7 harmful insects causing huge damage to agriculture

US, WASHINGTON (ORDO NEWS) — No matter what continent grows agricultural crops, farmers all over the world are faced with the problem of harmful insects that destroy crops.

The presence of such insects forces farmers and scientists to develop new and new ways to fight them and preserve the crop. What complicates the situation even more is the fact that those insects or diseases that affect crops in one region can be completely harmless in another, and therefore those protective measures that are taken in one region are useless in another.

That is why farmers spend a lot of time and effort to determine which protective measures are suitable for the crop in certain conditions and a specific climate.

Despite all efforts, insects inflict irreparable damage in one or another region from year to year, which leads to the death of the crop.

Below we will talk about harmful insects that are dangerous to the crop.

Western corn beetle

One of the main pests of corn in the United States, where annual losses and expenditures to combat it amount to about $ 1 billion. Beetles eat pollen, corn columns, grains of milk-wax ripeness, and the larvae feed on the roots of the plant. Adult beetles feed on pollen from many plant species. The U.S. Department of Agriculture estimates that a Western corn beetle causes a loss of $ 1 billion annually, including $ 800 million in crop loss and $ 200 million in corn processing costs.

Farmers use various methods to control the beetle population.

Whitefly

Whitefly is a real horror for farmers, as it harms plants throughout all stages of life. It is difficult to deal with a whitefly, since the destruction of an insect requires complex control and prevention measures in all available ways: biological, chemical, mechanical, and folk.

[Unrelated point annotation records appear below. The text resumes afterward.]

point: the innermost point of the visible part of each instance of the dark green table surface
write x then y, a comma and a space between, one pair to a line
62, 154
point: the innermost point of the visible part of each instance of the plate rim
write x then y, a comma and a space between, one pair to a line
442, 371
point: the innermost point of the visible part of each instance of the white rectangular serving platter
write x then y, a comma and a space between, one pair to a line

It is estimated that whitefly damage alone in the United States reaches about $ 2 billion annually.

It is noted that whiteflies quickly develop immunity to various pesticides, which significantly complicates the fight against these insects.

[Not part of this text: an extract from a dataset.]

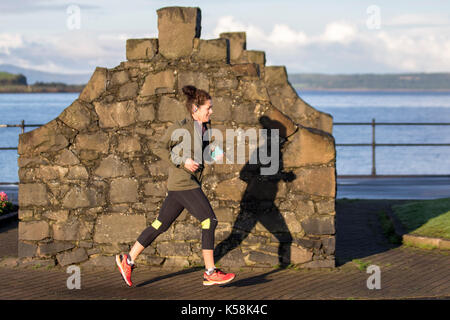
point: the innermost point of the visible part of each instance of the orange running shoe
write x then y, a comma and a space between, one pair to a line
124, 268
217, 277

Ashennous Emerald Narrow-bodied Goldilocks

These insects develop on ash trees, as well as on some types of elms and nuts. Ashenic emerald narrow-bodied goldfish belongs to the group of aggressive stem pests that are able to settle on living, usually weakened trees, which inevitably leads to their death.

In the trees inhabited by gilding, drying begins from the upper part of the crown and gradually spreads lower.

Pine beetle

This beetle lays eggs on old, sick or felled pines and very rarely on spruce trees. Its larvae make long passages in the thickness of the bark. The June generation of beetles attacks young vertex shoots of pine trees and eats their core, as a result of which these shoots, after the beetles left them, often break off by the wind.

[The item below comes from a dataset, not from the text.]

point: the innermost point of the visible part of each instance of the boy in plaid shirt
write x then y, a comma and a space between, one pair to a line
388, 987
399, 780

To destroy the beetles found in many places in Russia and Germany, spread hunting trees or arrange decoy trees, chopping off the tops of some pines, and the beetle attacks particularly flexible trees, which are then destroyed.

Corn leaf scoop

Caterpillars of this insect are a pest of common agricultural plants, in particular corn.

Modern pesticides and genetically modified plant species are used to control pests in the Americas.

As is the case with other pests, considerable funds are spent on the fight against this insect, while the corn leaf scoop continues to cause great harm to the corn crop.

Mining Moth

This insect, falling into favorable conditions for life, begins to multiply in mass. And since it does not have natural enemies in the new habitat, its spread becomes a real disaster, causing significant damage to farms that produce tomatoes.

In 2006, the insect was brought to Spain, where rapidly breeding colonies of South American moths literally began to destroy entire tomato plantations, as a result of which the insect began to pose an economic threat to the country as a whole. Then the insect spread throughout Europe, and is currently a threat to the agricultural industry.

Locust

Locusts are found almost everywhere, with the exception of the coldest areas. History knows many examples of how locusts destroyed crops, which even led to starvation. Currently, vast areas of crops across the Earth suffer from locust invasions, especially in Africa. Ethiopian authorities have reported that locusts destroyed 500 acres of farmland.

In addition to Ethiopia, countries such as Somalia, Kenya, Djibouti, Eritrea, Tanzania, Sudan, South Sudan and Uganda suffered. In these countries, a full-scale food crisis may unfold, as confirmed by the Food and Agriculture Organization of the United Nations.